Fig. 8: High throughput DFT workflow.
figure 8

Overview of the dedicated SAMBA module for high-throughput Density Functional Theory calculations. I) Automatic generation of VASP input files (POTCAR, INCAR, KPOINTS, job run) from the generated bilayer POSCAR files. II) Structural optimization performed in three stages: z-scan (to estimate equilibrium interlayer separation), xy-scan (to explore the in-plane potential energy surface for lateral sliding), and full relaxation. III) Electronic structure calculations, including Self-Consistent and Non-Self-Consistent Field, Density of States, and Bader’s Charge calculations. IV) Analysis of raw VASP output files via the open-source post-processor VASProcar code. V) Extraction and organization of relevant information into .json files, including structural parameters, symmetry analysis, twist angle, and key electronic properties. VI) Integration of the structured data into the database hosted on the INCT Materials Informatics platform (midb.cloud).

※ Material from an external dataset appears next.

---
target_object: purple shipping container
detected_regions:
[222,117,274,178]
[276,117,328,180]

The DFT calculations were performed within the generalized gradient approximation for the exchange-correlation functional, employing the PerdewBurke-Ernzerhof parametrization75. A fully relativistic pseudopotential within the projector-augmented wave (PAW) method76,77 was used in the self-consistent noncollinear spin-DFT formalism. For the DFT calculations, we employ a plane-wave basis set with an energy cutoff 30% higher than the largest ENMAX value present in the POTCAR file. The Brillouin zone was sampled using a uniform k-point grid with a density of 12.0/Å−1 for electronic structure calculations and 6.0/Å−1 for structural optimization, ensuring total energy convergence within the meV scale. To account for relativistic effects, we performed calculations both including and neglecting spin-orbit coupling. The van der Waals interaction was incorporated using the optB86b functional, which has been reported to provide good accuracy in estimating structural parameters78. A vacuum region of 15 Å was included to prevent unphysical interactions along the stacking direction. During atomic structure relaxation, the force on each atom was constrained to be less than 0.01 eV/Å.